The question is only a problem if one assumes that at some point there was nothing. It is in fact more logical to assume that there never was nothing. That "everything" just always was, albeit in a different state. This is difficult for us to fathom as it seems to us that things always have a cause, a precedent, and often seem to appear out of nothing. The idea of something having always been is counter to our naive observational bias that things are temporary. But in fact, we have never actually observed something come from nothing. The "creation" of things always involves a reassembling of previously existing things. There is no reason to assume any different for the universe as a whole.

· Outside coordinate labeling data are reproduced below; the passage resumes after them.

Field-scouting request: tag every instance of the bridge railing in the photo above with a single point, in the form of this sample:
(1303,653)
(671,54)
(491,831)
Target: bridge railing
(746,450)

"how did energy come from no energy?" That's not a question that interests me, for reasons I hope I made clear. And frankly, one can hardly add anything to what futurecurrents wrote in the post immediately above. I could not have done better than he in explaining why your question does not interest me. I suppose there is a third category besides believers who have faith and educated atheists who are prisoners of their education. The third group, some of whom would claim to be agnostics, are neither reliant on faith nor their education, but are lost in a similar muddle of incoherent thought as that of the educated faithful -- I intentionally omit mention of the uneducated faithful, from which almost any imaginable utterance can come. There is no point in having anything to do with their religious "ideas" other then to exploit their simple-mindedness for monetary gain, a practice most reprehensible. A good example of a person who claimed to be an agnostic most of his life is Bertrand Russell. Russell admitted on his death bed that he was actually an atheist. Russell, clearly a prisoner of his education, was by no means "lost in a muddle of incoherent thought", but he, like most, must have been susceptible to the sensibilities of those around him, for what else could explain why someone as educated and coherent as Russell would claim to be an agnostic? http://en.wikipedia.org/wiki/Bertrand_Russell
REALLY! , are you so stupid(cognitive dissonance) as to not recognize the good ole "the universe has always existed" is the exact equivalence to the other side arguing "God has always existed". Sheesh and the previous poster thought this was a good argument. unbelievable hypocrisy , willful blindness
Well of course not, your worldview cannot process that question and remain the same. So you blithely pretend the elephant in the room hasn't sat on your head.:eek:
Actually it started after the big bang according to scientists. Its odd you would feel flummoxed and then say it was I who was flummoxed especially when my comment was not directed towards you. The point for those flummoxed is that there may be no "before" for those outside of the timeline created by the big bang.